The CODATA Cross-Domain Interoperability Framework (CDIF) Handbook is the primary source of documentation for CDIF. It provides implementation recommendations based on profiles of common, domain-neutral metadata standards aligned to support the core functions required by FAIR.
🌐 Live Book: https://cross-domain-interoperability-framework.github.io/cdifbook
CDIF is designed to support multi-disciplinary research by establishing a "lingua franca" for metadata exchange. Our primary goals include:
- Support FAIR implementation: Providing practical, machine-actionable recommendations for FAIR data exchange.
- Cross-domain interoperability: Bridging the gap between domain-specific standards using domain-neutral profiles.
- Scalability: Reducing the "many-to-many" mapping problem into a manageable "many-to-one" dynamic.
- Practicality: Leveraging existing standards (metadata, web standards) that are already in common use.
The handbook is organized around these core profiles:
- Core: Shared metadata content model and schema.org implementation underpinning the other profiles.
- Discovery: Patterns for metadata content, serialization, and publication.
- Controlled Vocabularies: Practices for publishing semantic artifacts.
- Data Description (for Integration): Structural and semantic documentation to make data "integration-ready."
- Data Access: Documentation of access conditions and permitted use.
- Universals: Description of universal elements like time, geography, and units of measurement.
This book is built using Jupyter Book 2 (the MyST mystmd-based engine, pinned to 2.1.2 in requirements.txt). You can build it locally to preview changes.
-
Clone the repository:
git clone https://github.com/Cross-Domain-Interoperability-Framework/cdifbook.git cd cdifbook -
Install dependencies (Option A: pip):
python -m venv .venv source .venv/bin/activate pip install -r requirements.txt -
Install dependencies (Option B: uv):
uv venv source .venv/bin/activate uv pip install -r requirements.txt -
Install dependencies (Option C: conda):
conda create -n cdifbook python=3.12 conda activate cdifbook pip install -r requirements.txt
To build the HTML version of the book:
jupyter-book build --htmlThe output is written to _build/html/. Open _build/html/index.html in your browser to view the book.

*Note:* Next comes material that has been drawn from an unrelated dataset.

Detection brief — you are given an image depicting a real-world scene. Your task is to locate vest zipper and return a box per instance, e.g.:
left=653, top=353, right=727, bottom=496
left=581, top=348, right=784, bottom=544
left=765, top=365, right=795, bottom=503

Use these commands while iterating on content:
- Live preview (auto-rebuilds on save, recommended):
Serves the book at http://localhost:3000.
jupyter-book start
- Build after edits:
jupyter-book build --html
- Check links:
jupyter-book build --html --check-links
⚠️ Do not runjupyter-book cleanor delete_build/. The ~130 MB site theme is cached only inside_build/(no global cache under~/.mystor%LOCALAPPDATA%). Wiping it forces a fresh download from the network and will break offline builds entirely.
Working offline? Run a build once while online to populate the theme cache, then leave
_build/alone. Link checking also requires a connection.
Two GitHub Actions workflows publish the book to GitHub Pages — both pushing to the same gh-pages branch but at different paths:
| Source branch | Workflow file | Published URL |
|---|---|---|
main |
.github/workflows/deploy-main.yml |
https://cross-domain-interoperability-framework.github.io/cdifbook/ |
cdifBookUpdates2026-05 |
.github/workflows/preview-cdifBookUpdates2026-05.yml |
https://cross-domain-interoperability-framework.github.io/cdifbook/preview-2026-05/ |
Each workflow auto-runs on push to its source branch and can also be triggered manually (Actions tab → Run workflow). Builds set BASE_URL so internal navigation works under the appropriate path. The two workflows share concurrency group deploy-ghpages with cancel-in-progress: false, so simultaneous pushes queue instead of racing on gh-pages. The main deploy snapshots preview-2026-05/ from gh-pages before publishing, so neither workflow erases the other's output. Total deploy time is ~55s per workflow run.
We welcome contributions from the community!
The CDIF Working Group meets virtually every two weeks.
- Join us: Application Form
- Community List: Register here
- JSON-LD Examples: Creating detailed metadata for data integration and access.
- Validation Rules: Developing SHACL rules to validate CDIF metadata.
- Use Cases: Documenting data descriptions for AI/training data (e.g., using Croissant).
- Format Support: Metadata examples for gridded data or time series (NetCDF/HDF).
- Fork the repository.
- Create a new branch (e.g.,
feature/new-section). - Make your changes in the relevant
.mdfiles. - Verify the build locally.
- Submit a Pull Request.
This work is dedicated to the public domain under the CC0 1.0 Universal (CC0 1.0) license. See the LICENSE file for the full legal text.
CDIF emerged from the WorldFAIR project and is maintained by the World Fair CDIF Working Group. We acknowledge the contribution of the 30+ experts from various FAIR initiatives and standards bodies who have helped shape this framework.